Sur le premier point, pratiquement toutes les délégations ont souhaité un rôle déterminant des États membres pour ce qui est de l'établissement de la liste des projets d'intérêt commun ainsi que dans le travail préliminaire au sein des groupes régionaux. Les États ont, selon elles, une vue d'ensemble stratégique qui leur permet de faire accepter par les opinions publiques ces projets souvent sujets à critiques.

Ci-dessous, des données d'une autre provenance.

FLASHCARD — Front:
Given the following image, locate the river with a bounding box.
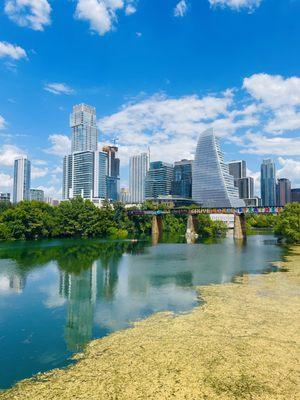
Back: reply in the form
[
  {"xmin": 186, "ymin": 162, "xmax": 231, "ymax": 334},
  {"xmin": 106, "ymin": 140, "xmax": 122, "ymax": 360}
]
[{"xmin": 0, "ymin": 234, "xmax": 284, "ymax": 389}]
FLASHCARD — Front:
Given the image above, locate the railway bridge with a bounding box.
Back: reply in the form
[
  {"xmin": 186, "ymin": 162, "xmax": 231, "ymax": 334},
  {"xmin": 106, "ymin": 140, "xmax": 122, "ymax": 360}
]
[{"xmin": 128, "ymin": 207, "xmax": 283, "ymax": 243}]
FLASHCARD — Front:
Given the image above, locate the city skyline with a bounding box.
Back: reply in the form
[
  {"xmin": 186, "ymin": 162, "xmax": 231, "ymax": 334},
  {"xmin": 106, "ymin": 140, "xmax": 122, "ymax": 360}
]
[{"xmin": 0, "ymin": 0, "xmax": 300, "ymax": 197}]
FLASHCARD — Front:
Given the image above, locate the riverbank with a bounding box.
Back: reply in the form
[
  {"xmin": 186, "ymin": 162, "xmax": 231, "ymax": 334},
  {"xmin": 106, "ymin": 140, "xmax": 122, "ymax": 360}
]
[{"xmin": 0, "ymin": 247, "xmax": 300, "ymax": 400}]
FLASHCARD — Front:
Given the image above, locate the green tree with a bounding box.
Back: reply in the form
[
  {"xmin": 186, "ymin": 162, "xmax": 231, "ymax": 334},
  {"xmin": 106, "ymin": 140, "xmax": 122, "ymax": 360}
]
[{"xmin": 275, "ymin": 203, "xmax": 300, "ymax": 243}]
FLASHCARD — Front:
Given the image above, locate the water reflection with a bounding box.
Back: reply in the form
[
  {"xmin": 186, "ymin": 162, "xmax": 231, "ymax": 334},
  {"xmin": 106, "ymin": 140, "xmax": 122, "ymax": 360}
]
[{"xmin": 0, "ymin": 236, "xmax": 281, "ymax": 387}]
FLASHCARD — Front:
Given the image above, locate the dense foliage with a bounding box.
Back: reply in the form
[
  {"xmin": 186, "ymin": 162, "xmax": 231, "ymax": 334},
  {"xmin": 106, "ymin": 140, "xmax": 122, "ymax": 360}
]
[{"xmin": 275, "ymin": 203, "xmax": 300, "ymax": 243}]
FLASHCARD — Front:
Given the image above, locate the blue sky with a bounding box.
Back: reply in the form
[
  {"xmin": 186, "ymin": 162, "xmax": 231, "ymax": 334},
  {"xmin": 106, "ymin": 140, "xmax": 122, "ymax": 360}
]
[{"xmin": 0, "ymin": 0, "xmax": 300, "ymax": 197}]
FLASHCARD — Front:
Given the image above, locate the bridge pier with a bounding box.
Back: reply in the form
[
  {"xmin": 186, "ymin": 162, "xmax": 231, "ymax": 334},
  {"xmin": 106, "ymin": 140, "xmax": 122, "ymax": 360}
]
[
  {"xmin": 185, "ymin": 214, "xmax": 198, "ymax": 244},
  {"xmin": 151, "ymin": 215, "xmax": 163, "ymax": 244},
  {"xmin": 233, "ymin": 213, "xmax": 247, "ymax": 240}
]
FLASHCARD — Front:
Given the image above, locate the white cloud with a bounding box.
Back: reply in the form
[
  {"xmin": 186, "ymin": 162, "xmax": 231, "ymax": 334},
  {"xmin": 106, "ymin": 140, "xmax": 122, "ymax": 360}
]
[
  {"xmin": 75, "ymin": 0, "xmax": 136, "ymax": 36},
  {"xmin": 0, "ymin": 115, "xmax": 6, "ymax": 129},
  {"xmin": 0, "ymin": 42, "xmax": 27, "ymax": 60},
  {"xmin": 44, "ymin": 134, "xmax": 71, "ymax": 157},
  {"xmin": 241, "ymin": 132, "xmax": 300, "ymax": 156},
  {"xmin": 243, "ymin": 74, "xmax": 300, "ymax": 108},
  {"xmin": 277, "ymin": 157, "xmax": 300, "ymax": 186},
  {"xmin": 44, "ymin": 82, "xmax": 74, "ymax": 95},
  {"xmin": 0, "ymin": 144, "xmax": 25, "ymax": 167},
  {"xmin": 174, "ymin": 0, "xmax": 188, "ymax": 17},
  {"xmin": 4, "ymin": 0, "xmax": 51, "ymax": 31},
  {"xmin": 0, "ymin": 172, "xmax": 13, "ymax": 189},
  {"xmin": 208, "ymin": 0, "xmax": 262, "ymax": 11}
]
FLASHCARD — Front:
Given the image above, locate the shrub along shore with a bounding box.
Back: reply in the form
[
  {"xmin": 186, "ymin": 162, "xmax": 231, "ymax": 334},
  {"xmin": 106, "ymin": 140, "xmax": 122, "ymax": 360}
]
[
  {"xmin": 0, "ymin": 247, "xmax": 300, "ymax": 400},
  {"xmin": 0, "ymin": 197, "xmax": 300, "ymax": 243}
]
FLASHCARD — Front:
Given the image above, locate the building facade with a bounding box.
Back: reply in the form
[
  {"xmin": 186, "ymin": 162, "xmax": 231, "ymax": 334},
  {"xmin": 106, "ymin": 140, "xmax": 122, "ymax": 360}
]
[
  {"xmin": 129, "ymin": 153, "xmax": 149, "ymax": 204},
  {"xmin": 13, "ymin": 157, "xmax": 31, "ymax": 203},
  {"xmin": 260, "ymin": 158, "xmax": 276, "ymax": 207},
  {"xmin": 276, "ymin": 178, "xmax": 292, "ymax": 206},
  {"xmin": 30, "ymin": 189, "xmax": 45, "ymax": 202},
  {"xmin": 228, "ymin": 160, "xmax": 246, "ymax": 186},
  {"xmin": 171, "ymin": 160, "xmax": 193, "ymax": 198},
  {"xmin": 237, "ymin": 176, "xmax": 254, "ymax": 199},
  {"xmin": 70, "ymin": 104, "xmax": 98, "ymax": 153},
  {"xmin": 192, "ymin": 129, "xmax": 245, "ymax": 208}
]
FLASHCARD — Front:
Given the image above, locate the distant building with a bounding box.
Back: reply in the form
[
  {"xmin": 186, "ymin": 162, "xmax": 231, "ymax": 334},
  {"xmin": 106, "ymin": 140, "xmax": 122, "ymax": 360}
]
[
  {"xmin": 13, "ymin": 157, "xmax": 31, "ymax": 203},
  {"xmin": 171, "ymin": 160, "xmax": 193, "ymax": 198},
  {"xmin": 228, "ymin": 160, "xmax": 246, "ymax": 186},
  {"xmin": 129, "ymin": 153, "xmax": 149, "ymax": 204},
  {"xmin": 0, "ymin": 193, "xmax": 10, "ymax": 203},
  {"xmin": 70, "ymin": 104, "xmax": 98, "ymax": 153},
  {"xmin": 260, "ymin": 158, "xmax": 276, "ymax": 207},
  {"xmin": 192, "ymin": 129, "xmax": 245, "ymax": 208},
  {"xmin": 102, "ymin": 146, "xmax": 120, "ymax": 201},
  {"xmin": 237, "ymin": 176, "xmax": 254, "ymax": 199},
  {"xmin": 291, "ymin": 188, "xmax": 300, "ymax": 203},
  {"xmin": 145, "ymin": 161, "xmax": 173, "ymax": 199},
  {"xmin": 276, "ymin": 178, "xmax": 291, "ymax": 206},
  {"xmin": 30, "ymin": 189, "xmax": 45, "ymax": 202}
]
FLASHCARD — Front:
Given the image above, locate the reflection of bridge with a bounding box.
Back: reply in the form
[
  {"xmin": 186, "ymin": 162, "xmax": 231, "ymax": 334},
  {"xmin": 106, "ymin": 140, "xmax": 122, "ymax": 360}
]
[{"xmin": 128, "ymin": 207, "xmax": 283, "ymax": 242}]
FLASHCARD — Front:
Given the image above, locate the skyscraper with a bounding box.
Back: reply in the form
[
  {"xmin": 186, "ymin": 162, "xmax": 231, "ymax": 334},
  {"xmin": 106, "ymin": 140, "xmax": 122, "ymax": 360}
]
[
  {"xmin": 260, "ymin": 158, "xmax": 276, "ymax": 207},
  {"xmin": 276, "ymin": 178, "xmax": 291, "ymax": 206},
  {"xmin": 103, "ymin": 146, "xmax": 120, "ymax": 201},
  {"xmin": 171, "ymin": 160, "xmax": 193, "ymax": 198},
  {"xmin": 129, "ymin": 153, "xmax": 149, "ymax": 203},
  {"xmin": 228, "ymin": 160, "xmax": 246, "ymax": 187},
  {"xmin": 70, "ymin": 104, "xmax": 98, "ymax": 153},
  {"xmin": 13, "ymin": 157, "xmax": 31, "ymax": 203},
  {"xmin": 145, "ymin": 161, "xmax": 173, "ymax": 199},
  {"xmin": 192, "ymin": 128, "xmax": 245, "ymax": 208},
  {"xmin": 237, "ymin": 176, "xmax": 254, "ymax": 199}
]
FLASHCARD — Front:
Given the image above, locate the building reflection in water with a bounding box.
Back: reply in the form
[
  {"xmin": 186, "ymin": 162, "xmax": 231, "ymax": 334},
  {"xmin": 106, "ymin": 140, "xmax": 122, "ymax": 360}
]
[{"xmin": 59, "ymin": 256, "xmax": 119, "ymax": 351}]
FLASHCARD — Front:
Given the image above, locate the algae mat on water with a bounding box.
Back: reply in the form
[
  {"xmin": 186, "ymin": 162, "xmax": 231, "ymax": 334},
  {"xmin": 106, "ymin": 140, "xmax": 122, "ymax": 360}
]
[{"xmin": 0, "ymin": 247, "xmax": 300, "ymax": 400}]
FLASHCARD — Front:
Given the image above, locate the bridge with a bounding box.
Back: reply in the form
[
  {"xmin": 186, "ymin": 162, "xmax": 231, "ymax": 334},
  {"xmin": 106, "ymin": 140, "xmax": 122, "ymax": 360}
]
[{"xmin": 128, "ymin": 207, "xmax": 283, "ymax": 243}]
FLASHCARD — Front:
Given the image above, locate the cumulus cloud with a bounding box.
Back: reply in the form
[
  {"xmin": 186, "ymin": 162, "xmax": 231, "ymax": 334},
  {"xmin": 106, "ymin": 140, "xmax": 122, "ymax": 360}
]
[
  {"xmin": 208, "ymin": 0, "xmax": 262, "ymax": 11},
  {"xmin": 4, "ymin": 0, "xmax": 51, "ymax": 31},
  {"xmin": 44, "ymin": 134, "xmax": 71, "ymax": 157},
  {"xmin": 174, "ymin": 0, "xmax": 188, "ymax": 17},
  {"xmin": 0, "ymin": 144, "xmax": 26, "ymax": 167},
  {"xmin": 44, "ymin": 82, "xmax": 75, "ymax": 95},
  {"xmin": 0, "ymin": 42, "xmax": 27, "ymax": 60},
  {"xmin": 75, "ymin": 0, "xmax": 136, "ymax": 36}
]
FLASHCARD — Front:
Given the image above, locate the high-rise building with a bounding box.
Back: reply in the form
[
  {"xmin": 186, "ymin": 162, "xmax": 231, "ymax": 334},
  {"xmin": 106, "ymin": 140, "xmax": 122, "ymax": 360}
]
[
  {"xmin": 228, "ymin": 160, "xmax": 246, "ymax": 186},
  {"xmin": 276, "ymin": 178, "xmax": 291, "ymax": 206},
  {"xmin": 30, "ymin": 189, "xmax": 45, "ymax": 201},
  {"xmin": 13, "ymin": 157, "xmax": 31, "ymax": 203},
  {"xmin": 103, "ymin": 146, "xmax": 120, "ymax": 201},
  {"xmin": 0, "ymin": 192, "xmax": 10, "ymax": 203},
  {"xmin": 72, "ymin": 151, "xmax": 95, "ymax": 199},
  {"xmin": 70, "ymin": 104, "xmax": 98, "ymax": 153},
  {"xmin": 291, "ymin": 188, "xmax": 300, "ymax": 203},
  {"xmin": 62, "ymin": 154, "xmax": 73, "ymax": 200},
  {"xmin": 237, "ymin": 176, "xmax": 254, "ymax": 199},
  {"xmin": 171, "ymin": 160, "xmax": 193, "ymax": 198},
  {"xmin": 145, "ymin": 161, "xmax": 173, "ymax": 199},
  {"xmin": 129, "ymin": 153, "xmax": 149, "ymax": 204},
  {"xmin": 192, "ymin": 128, "xmax": 245, "ymax": 208},
  {"xmin": 260, "ymin": 158, "xmax": 276, "ymax": 207}
]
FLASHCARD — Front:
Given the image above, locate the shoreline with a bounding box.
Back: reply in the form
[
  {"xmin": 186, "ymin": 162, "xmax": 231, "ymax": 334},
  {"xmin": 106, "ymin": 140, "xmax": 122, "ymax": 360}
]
[{"xmin": 0, "ymin": 246, "xmax": 300, "ymax": 400}]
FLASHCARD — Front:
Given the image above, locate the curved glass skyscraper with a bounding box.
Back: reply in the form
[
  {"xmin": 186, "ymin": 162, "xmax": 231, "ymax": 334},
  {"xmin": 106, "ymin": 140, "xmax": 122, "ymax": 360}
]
[{"xmin": 193, "ymin": 128, "xmax": 245, "ymax": 208}]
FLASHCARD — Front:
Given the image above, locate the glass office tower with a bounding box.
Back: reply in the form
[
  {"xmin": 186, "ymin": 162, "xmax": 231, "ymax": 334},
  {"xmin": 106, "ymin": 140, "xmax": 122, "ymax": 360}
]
[
  {"xmin": 145, "ymin": 161, "xmax": 173, "ymax": 199},
  {"xmin": 70, "ymin": 104, "xmax": 98, "ymax": 153},
  {"xmin": 260, "ymin": 158, "xmax": 276, "ymax": 207},
  {"xmin": 192, "ymin": 129, "xmax": 245, "ymax": 208},
  {"xmin": 129, "ymin": 153, "xmax": 149, "ymax": 204},
  {"xmin": 171, "ymin": 160, "xmax": 193, "ymax": 198},
  {"xmin": 13, "ymin": 157, "xmax": 31, "ymax": 203}
]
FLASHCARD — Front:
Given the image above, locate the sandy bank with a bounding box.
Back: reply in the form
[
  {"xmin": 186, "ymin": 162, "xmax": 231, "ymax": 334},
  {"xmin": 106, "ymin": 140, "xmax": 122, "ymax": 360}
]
[{"xmin": 0, "ymin": 247, "xmax": 300, "ymax": 400}]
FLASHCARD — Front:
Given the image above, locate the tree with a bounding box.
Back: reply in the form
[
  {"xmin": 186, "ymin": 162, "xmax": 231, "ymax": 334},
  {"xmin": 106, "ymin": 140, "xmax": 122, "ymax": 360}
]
[{"xmin": 275, "ymin": 203, "xmax": 300, "ymax": 243}]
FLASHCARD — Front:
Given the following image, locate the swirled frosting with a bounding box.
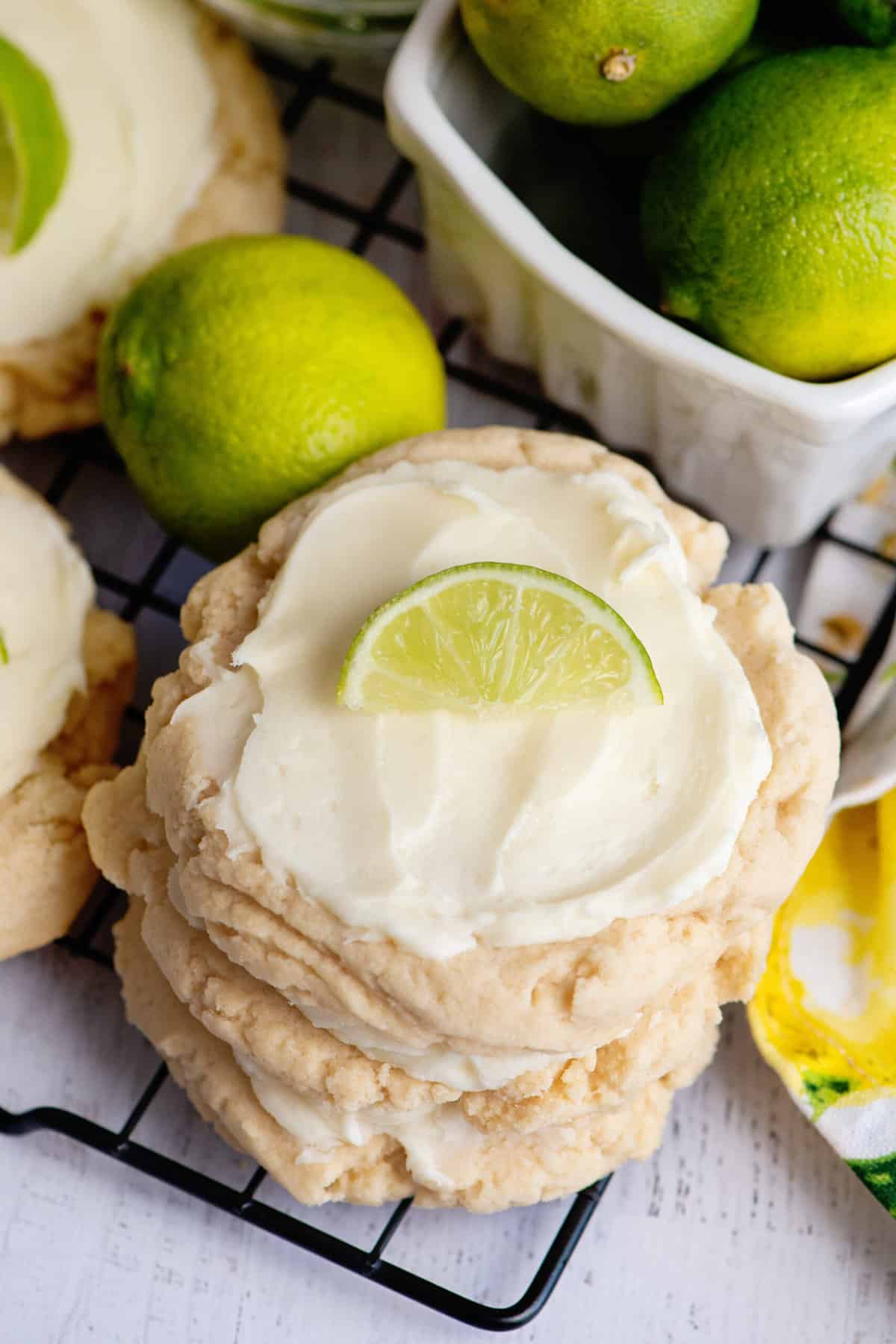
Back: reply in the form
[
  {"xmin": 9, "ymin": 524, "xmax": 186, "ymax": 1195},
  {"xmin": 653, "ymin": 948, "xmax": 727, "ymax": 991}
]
[
  {"xmin": 0, "ymin": 0, "xmax": 217, "ymax": 344},
  {"xmin": 176, "ymin": 462, "xmax": 771, "ymax": 958},
  {"xmin": 0, "ymin": 481, "xmax": 94, "ymax": 798}
]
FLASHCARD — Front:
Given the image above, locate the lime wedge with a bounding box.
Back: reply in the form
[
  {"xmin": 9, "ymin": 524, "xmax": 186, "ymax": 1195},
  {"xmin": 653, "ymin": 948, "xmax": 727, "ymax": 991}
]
[
  {"xmin": 337, "ymin": 563, "xmax": 662, "ymax": 714},
  {"xmin": 0, "ymin": 37, "xmax": 69, "ymax": 252}
]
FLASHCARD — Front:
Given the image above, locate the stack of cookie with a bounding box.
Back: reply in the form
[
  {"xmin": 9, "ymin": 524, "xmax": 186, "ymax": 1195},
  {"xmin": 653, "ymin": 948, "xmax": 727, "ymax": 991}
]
[
  {"xmin": 0, "ymin": 467, "xmax": 136, "ymax": 959},
  {"xmin": 84, "ymin": 429, "xmax": 837, "ymax": 1211}
]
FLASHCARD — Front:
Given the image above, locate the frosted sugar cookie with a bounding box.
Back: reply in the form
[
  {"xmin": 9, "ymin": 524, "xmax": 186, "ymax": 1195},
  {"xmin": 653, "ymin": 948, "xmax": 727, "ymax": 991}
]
[
  {"xmin": 86, "ymin": 429, "xmax": 839, "ymax": 1208},
  {"xmin": 0, "ymin": 0, "xmax": 284, "ymax": 442}
]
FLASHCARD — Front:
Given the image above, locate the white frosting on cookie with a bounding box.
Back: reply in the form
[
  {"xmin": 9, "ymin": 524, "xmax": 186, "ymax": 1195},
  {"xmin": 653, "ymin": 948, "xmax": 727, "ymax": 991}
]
[
  {"xmin": 176, "ymin": 462, "xmax": 771, "ymax": 958},
  {"xmin": 288, "ymin": 1003, "xmax": 596, "ymax": 1092},
  {"xmin": 237, "ymin": 1055, "xmax": 485, "ymax": 1189},
  {"xmin": 0, "ymin": 486, "xmax": 94, "ymax": 798},
  {"xmin": 0, "ymin": 0, "xmax": 217, "ymax": 344}
]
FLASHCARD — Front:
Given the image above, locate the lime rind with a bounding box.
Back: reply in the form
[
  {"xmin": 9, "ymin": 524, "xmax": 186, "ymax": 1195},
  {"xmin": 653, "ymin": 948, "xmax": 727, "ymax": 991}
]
[
  {"xmin": 337, "ymin": 561, "xmax": 662, "ymax": 712},
  {"xmin": 0, "ymin": 37, "xmax": 69, "ymax": 254}
]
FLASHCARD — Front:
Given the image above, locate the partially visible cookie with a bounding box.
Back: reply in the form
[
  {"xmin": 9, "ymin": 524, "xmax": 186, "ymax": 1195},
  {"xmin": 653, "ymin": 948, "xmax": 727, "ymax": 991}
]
[
  {"xmin": 0, "ymin": 16, "xmax": 286, "ymax": 444},
  {"xmin": 0, "ymin": 469, "xmax": 136, "ymax": 959}
]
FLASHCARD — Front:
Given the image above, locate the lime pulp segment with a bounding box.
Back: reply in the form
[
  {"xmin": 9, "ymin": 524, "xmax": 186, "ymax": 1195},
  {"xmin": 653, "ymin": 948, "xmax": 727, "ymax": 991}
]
[
  {"xmin": 0, "ymin": 37, "xmax": 69, "ymax": 252},
  {"xmin": 337, "ymin": 561, "xmax": 662, "ymax": 714}
]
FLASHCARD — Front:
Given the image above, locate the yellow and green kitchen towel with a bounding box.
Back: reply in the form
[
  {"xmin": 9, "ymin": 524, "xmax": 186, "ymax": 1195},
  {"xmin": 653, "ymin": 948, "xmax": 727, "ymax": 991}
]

Pour faciliter cette acceptation, la plupart des délégations ont insisté sur une sélection transparente, hors de toute influence extérieure, sur la base de critères cohérents et uniformes. Beaucoup de délégations ont par ailleurs indiqué que la liste des projets devra reposer sur des projets déjà existants et que ceux-ci devront être poursuivis. Quelques délégations ont demandé une certaine flexibilité dans le fonctionnement des groupes régionaux, notamment pour ce qui est des échéances, ainsi que la possibilité pour chaque groupe de définir son mode de travail.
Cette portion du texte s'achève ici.